- Walsh with a Local Hero award
- Born: 15 June 1996 County Kerry, Ireland
- Died: 12 May 2013 (aged 16) Blennerville, County Kerry, Ireland
- Cause of death: Bone cancer
- Education: CBS Tralee
- Occupations: Student, anti-suicide and cancer awareness activist
- Website: http://donalwalshlivelife.org/

= Donal Walsh (activist) =

Irish activist (1996–2013)

Donal Walsh (15 June 1996 – 12 May 2013) was an Irish cancer awareness and anti-suicide activist from Blennerville, County Kerry. Described by the Irish Independent as "a teenager who inspired a nation", Walsh was diagnosed with osteosarcoma at the age of twelve. He became well known for his activism against teenage suicide after appearing on an interview on RTÉ's Saturday Night Show. He died in 2013 at the age of 16, with thousands paying tribute to him after his death.

== Early life ==
The son of Fionnbar and Elma Walsh, Donal Walsh was born in County Kerry on 15 June 1996. He had a sister, Jemma.

He attended Spa National School and CBS The Green, Tralee. He played rugby with Tralee Rugby Club. A passionate sports fan, Walsh had plans to become a sports journalist.

== Cancer diagnosis and activism ==
In 2009, Walsh was diagnosed with osteosarcoma after a tumour was found in his leg. He underwent chemotherapy for this, but it eventually spread to his lung and became terminal. While undergoing treatment in Crumlin Children's Hospital, Walsh raised over €50,000 to improve conditions in the hospital.

Walsh, a rugby fan all his life, received support from former Munster Rugby player Paul O'Connell during his battle with cancer, with the pair having become friends shortly after Walsh's initial diagnosis.

Walsh became well-known in Ireland following an interview with Brendan O'Connor on his Saturday Night Show. In this interview, Walsh expressed his anger at the prevalence of teenage suicide, saying "I hear of young people committing suicide and I’m sorry but it makes me feel nothing but anger."

== Death and legacy ==
Walsh died on 12 May 2013, at his home in Blennerville, surrounded by his family. In the aftermath of his death, thousands paid tribute to him on social media. Minister of State Kathleen Lynch paid tribute to Walsh, describing him as "extraordinary" and commending his articulate nature and maturity. Thousands attended his funeral, including members of the Kerry gaelic football team and his sporting hero Ronan O'Gara.
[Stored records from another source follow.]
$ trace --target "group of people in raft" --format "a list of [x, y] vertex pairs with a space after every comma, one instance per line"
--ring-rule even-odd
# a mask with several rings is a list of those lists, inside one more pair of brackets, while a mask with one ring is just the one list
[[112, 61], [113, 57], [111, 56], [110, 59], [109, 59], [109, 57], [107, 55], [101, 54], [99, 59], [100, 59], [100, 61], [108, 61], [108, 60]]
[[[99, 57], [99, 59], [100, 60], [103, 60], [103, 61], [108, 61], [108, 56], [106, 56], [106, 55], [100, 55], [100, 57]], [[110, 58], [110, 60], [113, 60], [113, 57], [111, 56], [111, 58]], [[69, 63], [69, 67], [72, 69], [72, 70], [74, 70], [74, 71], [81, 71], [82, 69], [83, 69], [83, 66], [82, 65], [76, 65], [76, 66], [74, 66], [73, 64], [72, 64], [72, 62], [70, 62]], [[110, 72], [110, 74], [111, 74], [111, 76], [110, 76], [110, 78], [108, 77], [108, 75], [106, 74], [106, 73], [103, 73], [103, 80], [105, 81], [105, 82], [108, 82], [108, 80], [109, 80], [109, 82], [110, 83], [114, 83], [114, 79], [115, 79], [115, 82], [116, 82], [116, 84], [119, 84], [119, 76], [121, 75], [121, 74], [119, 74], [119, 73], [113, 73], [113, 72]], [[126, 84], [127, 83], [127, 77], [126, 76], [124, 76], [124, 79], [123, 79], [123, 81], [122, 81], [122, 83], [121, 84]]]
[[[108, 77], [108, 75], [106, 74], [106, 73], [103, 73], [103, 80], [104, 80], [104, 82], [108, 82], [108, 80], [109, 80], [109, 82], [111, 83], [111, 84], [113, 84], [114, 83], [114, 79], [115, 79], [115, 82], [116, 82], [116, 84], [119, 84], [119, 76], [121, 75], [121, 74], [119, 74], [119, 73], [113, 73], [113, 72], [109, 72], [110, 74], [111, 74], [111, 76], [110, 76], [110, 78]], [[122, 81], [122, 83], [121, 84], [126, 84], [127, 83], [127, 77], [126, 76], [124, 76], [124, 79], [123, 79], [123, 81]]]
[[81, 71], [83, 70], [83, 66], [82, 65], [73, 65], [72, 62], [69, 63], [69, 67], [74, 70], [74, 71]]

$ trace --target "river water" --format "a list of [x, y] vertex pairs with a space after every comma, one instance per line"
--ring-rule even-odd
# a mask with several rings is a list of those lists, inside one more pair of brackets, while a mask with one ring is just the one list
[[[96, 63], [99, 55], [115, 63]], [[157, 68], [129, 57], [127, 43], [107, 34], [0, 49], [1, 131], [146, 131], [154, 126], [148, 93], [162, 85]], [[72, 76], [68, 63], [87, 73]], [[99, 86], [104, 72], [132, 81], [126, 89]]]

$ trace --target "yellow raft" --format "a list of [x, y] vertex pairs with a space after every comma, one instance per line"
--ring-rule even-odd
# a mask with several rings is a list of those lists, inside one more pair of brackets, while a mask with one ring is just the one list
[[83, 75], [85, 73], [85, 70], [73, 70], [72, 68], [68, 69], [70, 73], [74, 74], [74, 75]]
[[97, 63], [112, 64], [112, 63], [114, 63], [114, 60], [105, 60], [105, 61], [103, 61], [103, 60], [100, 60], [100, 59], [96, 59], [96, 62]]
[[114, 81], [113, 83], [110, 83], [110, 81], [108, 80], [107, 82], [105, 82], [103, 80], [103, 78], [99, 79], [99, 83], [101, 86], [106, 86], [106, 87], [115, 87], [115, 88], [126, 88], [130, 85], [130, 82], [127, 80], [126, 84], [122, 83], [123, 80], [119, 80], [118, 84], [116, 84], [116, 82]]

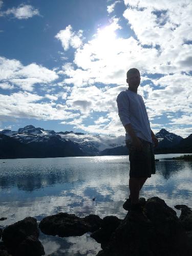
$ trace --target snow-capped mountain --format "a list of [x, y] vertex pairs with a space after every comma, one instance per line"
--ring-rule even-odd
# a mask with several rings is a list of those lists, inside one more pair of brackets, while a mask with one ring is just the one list
[[[192, 152], [191, 135], [186, 139], [161, 129], [156, 134], [156, 154]], [[125, 137], [45, 130], [27, 125], [17, 131], [0, 131], [0, 158], [126, 155]]]
[[170, 147], [178, 144], [183, 138], [172, 133], [167, 132], [165, 129], [161, 129], [155, 135], [158, 139], [159, 147]]
[[112, 135], [94, 135], [72, 131], [56, 133], [53, 130], [36, 128], [31, 125], [19, 128], [17, 132], [4, 130], [0, 133], [25, 144], [47, 142], [53, 138], [63, 142], [71, 141], [78, 144], [86, 155], [98, 155], [106, 148], [125, 145], [124, 137], [122, 136], [117, 137]]

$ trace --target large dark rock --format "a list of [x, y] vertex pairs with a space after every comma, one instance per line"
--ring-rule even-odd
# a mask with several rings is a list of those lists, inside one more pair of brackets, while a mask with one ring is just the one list
[[179, 221], [181, 225], [186, 231], [192, 231], [192, 210], [190, 208], [184, 204], [177, 204], [175, 207], [181, 210], [179, 217]]
[[[2, 240], [9, 252], [14, 255], [40, 256], [45, 254], [45, 251], [38, 240], [39, 234], [36, 219], [27, 217], [6, 227], [3, 232]], [[30, 248], [30, 251], [27, 247]]]
[[41, 256], [45, 254], [45, 251], [38, 238], [29, 236], [19, 244], [16, 254], [19, 256]]
[[5, 220], [7, 220], [7, 218], [0, 218], [0, 221], [5, 221]]
[[6, 250], [0, 249], [0, 256], [12, 256], [12, 255], [10, 254]]
[[58, 234], [60, 237], [82, 236], [87, 232], [93, 232], [99, 228], [101, 220], [94, 215], [79, 218], [74, 214], [59, 212], [43, 219], [39, 227], [47, 234]]
[[128, 212], [99, 256], [188, 256], [188, 236], [162, 199], [148, 199], [144, 214]]
[[92, 233], [90, 237], [101, 244], [101, 248], [104, 248], [108, 244], [113, 232], [119, 225], [121, 221], [116, 216], [106, 216], [102, 220], [101, 228]]

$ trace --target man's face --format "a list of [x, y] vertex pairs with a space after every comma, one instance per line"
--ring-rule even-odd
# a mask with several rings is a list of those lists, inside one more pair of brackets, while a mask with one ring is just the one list
[[141, 77], [139, 72], [130, 74], [126, 79], [129, 87], [131, 89], [137, 89], [141, 81]]

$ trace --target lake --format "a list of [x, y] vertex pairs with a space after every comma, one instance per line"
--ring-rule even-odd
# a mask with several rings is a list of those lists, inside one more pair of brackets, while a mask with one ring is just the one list
[[[159, 197], [172, 207], [192, 206], [192, 162], [170, 159], [181, 155], [155, 156], [156, 174], [147, 180], [140, 197]], [[0, 159], [0, 218], [8, 218], [0, 227], [28, 216], [39, 222], [61, 211], [123, 219], [129, 165], [127, 156]], [[89, 233], [61, 238], [40, 232], [39, 240], [46, 255], [91, 256], [101, 249]]]

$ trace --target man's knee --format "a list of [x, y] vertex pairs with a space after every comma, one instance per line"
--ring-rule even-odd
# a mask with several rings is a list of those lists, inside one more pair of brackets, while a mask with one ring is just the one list
[[145, 182], [148, 177], [130, 177], [130, 180]]

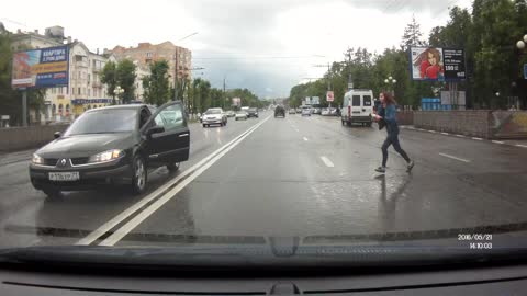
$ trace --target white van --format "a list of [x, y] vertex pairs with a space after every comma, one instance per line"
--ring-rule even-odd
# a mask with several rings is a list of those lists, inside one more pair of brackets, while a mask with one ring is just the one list
[[340, 110], [343, 125], [360, 123], [371, 126], [373, 114], [373, 91], [356, 89], [344, 94], [343, 109]]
The coroner for County Kerry, Terence Casey, noted that in the aftermath of Walsh's appeals to young people, suicide rates had dropped considerably in Kerry, a county which had suffered high rates of suicide in the previous years. Youth resource website SpunOut.ie reported that in the aftermath of Walsh's death, traffic to the site of young people seeking assistance with suicidal thoughts had increased significantly.

Walsh was posthumously honoured by the National Newspapers of Ireland for "outstanding contributions to public debate" in 2013. He also received the Rehab Young Person of the Year award after his death.

In October 2013, the HSE released a video appeal from Walsh, aimed at 15 to 19 year olds and appealing against suicide. The video was distributed to schools as part of an anti-suicide campaign. On New Year's Day in 2014, a documentary on Walsh's life aired on RTÉ, titled Donal Walsh - My Life.

Walsh's parents set up the Donal Walsh Live Life Foundation to honour his legacy and continue campaigning against teenage suicide. The foundation was honoured by Kerry County Council in 2019, having raised over €500,000 for charitable causes and organised visits to schools. In 2023, thousands gathered at Knock on the tenth anniversary of Walsh's death to celebrate Donal Walsh Day.